Un jalon discret, mais réel, dans une décennie de mutation rapide.

Une pièce utile pour qui documente précisément cette période de transition technique.

Questions fréquentes

Le PC 350 est-il le successeur direct du PS/1 ?

Dans l'esprit, oui : il poursuit la même stratégie grand public initiée par IBM, mais avec une configuration nettement plus puissante et un retour à une tour classique avec moniteur séparé, contrairement à l'écran intégré du PS/1. Cette continuité de gamme, malgré le changement de nom commercial entre PS/1 et PC 350.

Quelle est la puissance du processeur du PC 350 ?

Un Pentium à 133 MHz, une configuration solide pour 1997, associée à une mémoire vive extensible jusqu'à 128 Mo et une carte graphique S3 Trio 64V+ dédiée, un net progrès technique par rapport aux machines IBM grand public du début de la décennie.

Pourquoi le PC 350 n'a-t-il pas d'écran intégré comme le PS/1 ?

Le marché avait évolué vers des configurations plus modulaires et plus faciles à faire évoluer composant par composant. IBM a suivi cette tendance générale du secteur en revenant à une tour classique avec moniteur vendu séparément.
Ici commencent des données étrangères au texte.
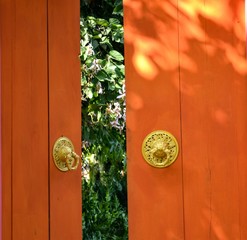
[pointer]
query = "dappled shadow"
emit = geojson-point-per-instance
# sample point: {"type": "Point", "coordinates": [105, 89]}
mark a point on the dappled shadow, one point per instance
{"type": "Point", "coordinates": [186, 73]}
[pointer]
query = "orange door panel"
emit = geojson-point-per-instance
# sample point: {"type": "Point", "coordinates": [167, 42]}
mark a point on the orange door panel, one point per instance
{"type": "Point", "coordinates": [186, 74]}
{"type": "Point", "coordinates": [40, 79]}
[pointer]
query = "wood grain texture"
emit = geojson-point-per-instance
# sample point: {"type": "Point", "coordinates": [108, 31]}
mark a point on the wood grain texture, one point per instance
{"type": "Point", "coordinates": [25, 94]}
{"type": "Point", "coordinates": [65, 112]}
{"type": "Point", "coordinates": [30, 121]}
{"type": "Point", "coordinates": [211, 130]}
{"type": "Point", "coordinates": [153, 103]}
{"type": "Point", "coordinates": [186, 73]}
{"type": "Point", "coordinates": [6, 27]}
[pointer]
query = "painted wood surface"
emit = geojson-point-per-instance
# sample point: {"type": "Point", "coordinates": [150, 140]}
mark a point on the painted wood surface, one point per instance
{"type": "Point", "coordinates": [40, 71]}
{"type": "Point", "coordinates": [186, 73]}
{"type": "Point", "coordinates": [25, 101]}
{"type": "Point", "coordinates": [65, 112]}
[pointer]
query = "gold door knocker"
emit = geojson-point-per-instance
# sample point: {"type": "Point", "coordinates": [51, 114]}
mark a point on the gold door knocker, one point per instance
{"type": "Point", "coordinates": [64, 156]}
{"type": "Point", "coordinates": [160, 149]}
Ce retour à une configuration modulaire classique a également facilité les réparations et les mises à niveau ultérieures.
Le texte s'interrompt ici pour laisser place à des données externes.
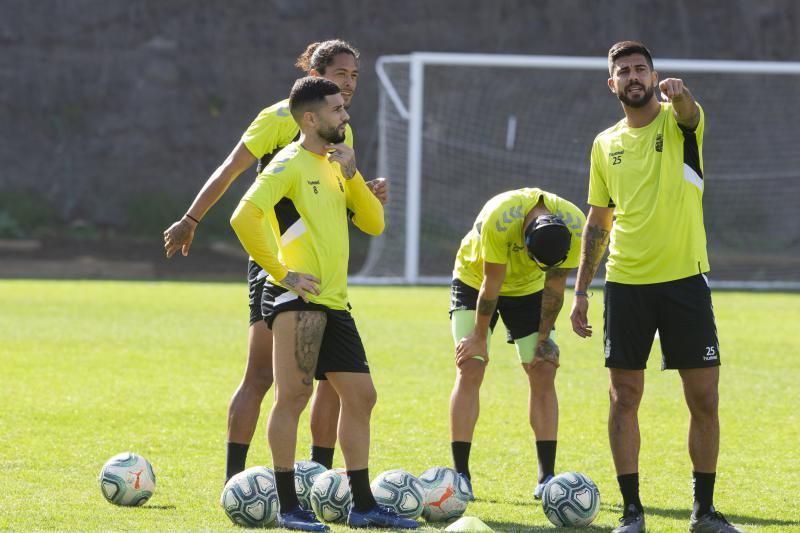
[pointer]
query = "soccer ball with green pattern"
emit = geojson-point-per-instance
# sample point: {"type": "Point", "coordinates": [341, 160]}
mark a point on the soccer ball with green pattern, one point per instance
{"type": "Point", "coordinates": [250, 498]}
{"type": "Point", "coordinates": [571, 500]}
{"type": "Point", "coordinates": [446, 494]}
{"type": "Point", "coordinates": [330, 496]}
{"type": "Point", "coordinates": [399, 491]}
{"type": "Point", "coordinates": [127, 479]}
{"type": "Point", "coordinates": [305, 474]}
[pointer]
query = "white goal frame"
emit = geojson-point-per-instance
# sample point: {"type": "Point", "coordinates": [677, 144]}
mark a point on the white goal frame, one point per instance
{"type": "Point", "coordinates": [413, 113]}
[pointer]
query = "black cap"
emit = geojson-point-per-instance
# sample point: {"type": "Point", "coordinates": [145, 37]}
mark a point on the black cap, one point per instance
{"type": "Point", "coordinates": [548, 239]}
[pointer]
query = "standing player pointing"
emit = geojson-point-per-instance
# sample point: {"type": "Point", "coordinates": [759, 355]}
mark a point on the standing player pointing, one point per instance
{"type": "Point", "coordinates": [272, 129]}
{"type": "Point", "coordinates": [646, 193]}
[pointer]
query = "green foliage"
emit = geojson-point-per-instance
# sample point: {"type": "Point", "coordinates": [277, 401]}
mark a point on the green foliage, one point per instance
{"type": "Point", "coordinates": [150, 368]}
Windows ME était-il un bon choix pour cette machine ?

Il s'agit de la configuration logicielle maximale documentée, mais Windows ME reste aujourd'hui largement considéré comme l'une des versions les plus instables de la lignée Windows grand public, publié en toute fin de vie de ce segment de marché. Cette instabilité relative n'a pas empêché la machine elle-même de rester fiable sur le plan matériel.

IBM a-t-il continué à produire des PC après le PC 350 ?

Pendant quelques années encore, mais la marque a fini par se retirer complètement du marché des ordinateurs personnels au milieu des années 2000, une décision qui place rétrospectivement des machines comme le PC 350 parmi ses derniers efforts notables. Cette évolution du marché a profité aux fabricants de compatibles PC, capables de proposer des configurations comparables à des tarifs inférieurs.

Est-il facile de trouver un IBM PC 350 aujourd'hui ?

Relativement, oui, la machine ayant été produite en quantités significatives durant sa commercialisation, contrairement à des modèles IBM plus anciens et plus rares aujourd'hui sur le marché de la collection. Le socket 7 standard de son processeur facilite par ailleurs les réparations et les remplacements de composants pour qui souhaite remettre un exemplaire en état de fonctionnement fiable.